— Эй! — крикнула она уже громче, когда конек был к ней ближе всего.

Тяжеловоз встрепенулся. Замер, упершись крепкими ногами в землю, подобрал зад. Парня тряхнуло в седле. Он сильно качнулся вперед, капюшон окончательно закрыл ему лицо.

— Работаем, работаем! — раздалось издалека.

Бородатый бросил окурок, сменил позу, переместив центр тяжести на другую ногу.

— У тебя еще пять минут, — произнес он.

— Как мне войти? — попыталась просунуться сквозь частую решетку Эля.

Конек коротко заржал, выражая недовольство незваным соседством. Парень хлопнул по покатым бокам зверя пятками, но конь только еще сильнее уперся ногами в землю. Парень выбрался из капюшона. Бледное узкое лицо, тонкий нос, мокрые темные короткие волосы.

— Там кнопка изнутри. Руку просунь, — крикнул он.

— Что стоим? — Мужчина шел через площадку. У него была неожиданная пружинящая походка и резкие движения.

Эля нашла кнопку. Дверь зло щелкнула и открылась. Ну да, будь ее воля, она бы никого не пускала.
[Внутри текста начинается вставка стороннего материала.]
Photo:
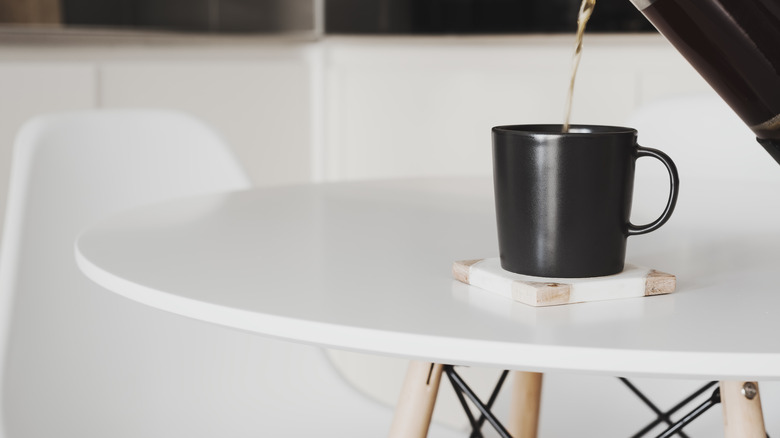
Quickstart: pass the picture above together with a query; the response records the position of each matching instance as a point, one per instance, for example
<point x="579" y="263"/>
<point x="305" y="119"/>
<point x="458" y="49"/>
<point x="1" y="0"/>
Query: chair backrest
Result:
<point x="63" y="340"/>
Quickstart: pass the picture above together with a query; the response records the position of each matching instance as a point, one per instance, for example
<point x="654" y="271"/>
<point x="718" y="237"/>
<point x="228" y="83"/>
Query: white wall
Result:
<point x="353" y="108"/>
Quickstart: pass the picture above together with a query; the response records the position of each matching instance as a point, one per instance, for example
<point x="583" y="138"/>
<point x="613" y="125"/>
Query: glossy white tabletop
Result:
<point x="366" y="267"/>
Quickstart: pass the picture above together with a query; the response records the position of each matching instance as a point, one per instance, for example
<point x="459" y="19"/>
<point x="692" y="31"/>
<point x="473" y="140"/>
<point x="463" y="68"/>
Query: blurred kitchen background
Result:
<point x="328" y="90"/>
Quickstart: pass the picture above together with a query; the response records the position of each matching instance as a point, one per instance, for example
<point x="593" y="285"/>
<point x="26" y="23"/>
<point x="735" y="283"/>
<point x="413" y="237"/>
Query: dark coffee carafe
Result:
<point x="735" y="46"/>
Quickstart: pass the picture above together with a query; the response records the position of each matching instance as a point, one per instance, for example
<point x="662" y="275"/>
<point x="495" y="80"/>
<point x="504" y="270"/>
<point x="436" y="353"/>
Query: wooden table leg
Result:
<point x="742" y="414"/>
<point x="524" y="410"/>
<point x="418" y="396"/>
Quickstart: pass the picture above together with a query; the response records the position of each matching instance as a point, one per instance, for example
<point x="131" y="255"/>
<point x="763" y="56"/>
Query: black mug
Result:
<point x="563" y="200"/>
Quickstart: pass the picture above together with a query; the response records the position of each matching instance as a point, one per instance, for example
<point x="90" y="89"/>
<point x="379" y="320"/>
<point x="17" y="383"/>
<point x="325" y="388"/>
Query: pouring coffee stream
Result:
<point x="735" y="47"/>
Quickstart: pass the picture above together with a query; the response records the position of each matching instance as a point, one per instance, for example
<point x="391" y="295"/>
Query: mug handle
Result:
<point x="674" y="182"/>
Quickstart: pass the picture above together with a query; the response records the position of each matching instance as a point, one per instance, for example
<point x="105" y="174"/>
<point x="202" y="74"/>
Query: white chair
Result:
<point x="82" y="362"/>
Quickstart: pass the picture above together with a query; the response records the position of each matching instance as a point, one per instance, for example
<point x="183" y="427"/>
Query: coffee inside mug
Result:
<point x="563" y="200"/>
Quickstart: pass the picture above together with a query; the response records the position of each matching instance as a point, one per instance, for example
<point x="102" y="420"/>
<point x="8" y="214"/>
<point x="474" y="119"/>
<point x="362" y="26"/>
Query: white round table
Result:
<point x="366" y="266"/>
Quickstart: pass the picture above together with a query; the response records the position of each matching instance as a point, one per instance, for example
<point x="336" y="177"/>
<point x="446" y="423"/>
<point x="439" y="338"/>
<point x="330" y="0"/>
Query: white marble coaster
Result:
<point x="634" y="281"/>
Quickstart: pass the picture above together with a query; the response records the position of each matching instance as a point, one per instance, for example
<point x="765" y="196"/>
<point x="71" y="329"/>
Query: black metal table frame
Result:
<point x="463" y="391"/>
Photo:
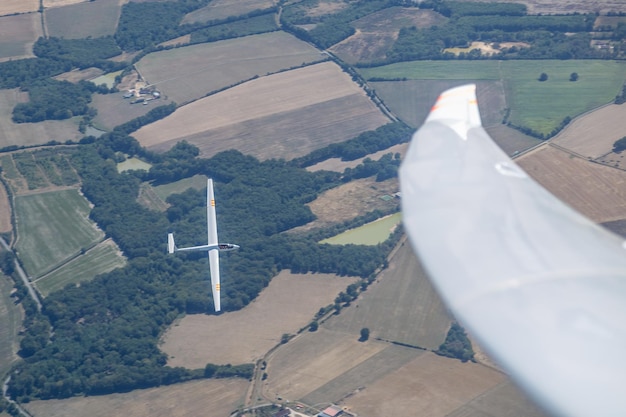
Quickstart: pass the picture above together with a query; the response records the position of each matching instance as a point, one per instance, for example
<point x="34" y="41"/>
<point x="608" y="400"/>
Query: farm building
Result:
<point x="331" y="411"/>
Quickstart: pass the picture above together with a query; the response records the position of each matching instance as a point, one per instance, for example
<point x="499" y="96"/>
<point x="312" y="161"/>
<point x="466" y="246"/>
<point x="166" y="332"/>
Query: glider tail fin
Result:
<point x="171" y="246"/>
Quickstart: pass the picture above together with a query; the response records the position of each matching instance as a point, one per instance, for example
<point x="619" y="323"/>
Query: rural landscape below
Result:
<point x="113" y="115"/>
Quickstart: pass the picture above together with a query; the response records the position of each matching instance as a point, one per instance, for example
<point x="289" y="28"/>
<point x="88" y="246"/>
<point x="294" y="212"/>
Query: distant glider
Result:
<point x="213" y="247"/>
<point x="541" y="287"/>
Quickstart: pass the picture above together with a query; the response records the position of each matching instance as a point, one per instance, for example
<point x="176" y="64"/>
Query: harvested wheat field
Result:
<point x="18" y="34"/>
<point x="350" y="200"/>
<point x="8" y="7"/>
<point x="208" y="397"/>
<point x="435" y="386"/>
<point x="286" y="305"/>
<point x="595" y="190"/>
<point x="310" y="361"/>
<point x="594" y="133"/>
<point x="283" y="115"/>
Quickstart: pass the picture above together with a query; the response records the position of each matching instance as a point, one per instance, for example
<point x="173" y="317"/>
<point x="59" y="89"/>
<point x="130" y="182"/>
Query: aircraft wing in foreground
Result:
<point x="542" y="288"/>
<point x="213" y="247"/>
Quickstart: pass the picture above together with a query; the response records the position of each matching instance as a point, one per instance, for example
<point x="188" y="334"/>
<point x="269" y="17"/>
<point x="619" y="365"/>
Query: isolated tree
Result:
<point x="365" y="334"/>
<point x="619" y="145"/>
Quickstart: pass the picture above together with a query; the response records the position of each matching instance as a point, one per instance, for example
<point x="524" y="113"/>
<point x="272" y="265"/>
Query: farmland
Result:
<point x="349" y="201"/>
<point x="279" y="116"/>
<point x="221" y="9"/>
<point x="595" y="190"/>
<point x="18" y="35"/>
<point x="191" y="72"/>
<point x="540" y="106"/>
<point x="376" y="33"/>
<point x="85" y="19"/>
<point x="26" y="134"/>
<point x="594" y="133"/>
<point x="60" y="216"/>
<point x="213" y="398"/>
<point x="246" y="335"/>
<point x="100" y="259"/>
<point x="8" y="7"/>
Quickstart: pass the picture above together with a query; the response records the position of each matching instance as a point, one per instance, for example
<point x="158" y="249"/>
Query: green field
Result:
<point x="197" y="181"/>
<point x="101" y="259"/>
<point x="59" y="217"/>
<point x="369" y="234"/>
<point x="540" y="106"/>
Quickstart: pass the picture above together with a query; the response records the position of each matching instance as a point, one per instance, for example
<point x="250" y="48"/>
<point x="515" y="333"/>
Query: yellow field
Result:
<point x="279" y="116"/>
<point x="286" y="305"/>
<point x="595" y="190"/>
<point x="594" y="133"/>
<point x="210" y="398"/>
<point x="18" y="6"/>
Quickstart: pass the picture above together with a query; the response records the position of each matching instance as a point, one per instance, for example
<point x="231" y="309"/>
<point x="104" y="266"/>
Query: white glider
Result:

Конек прыгнул в сторону, заставив парнишку заерзать в седле.

— Тебе чего?

Мужчина смотрел на нее быстрыми внимательными глазами. Он был явно молод, хоть и носил бороду. Все это смутило, поэтому Эля заговорила нерешительно:

— Я про лошадей узнать.

Ей все представлялось не так. Никакого дождя и грязи! Большие площадки, наездники в белых леггинсах, в касках на головах. Красивые тонконогие лошадки, коричневые или черные. А здесь все как-то совсем неправильно.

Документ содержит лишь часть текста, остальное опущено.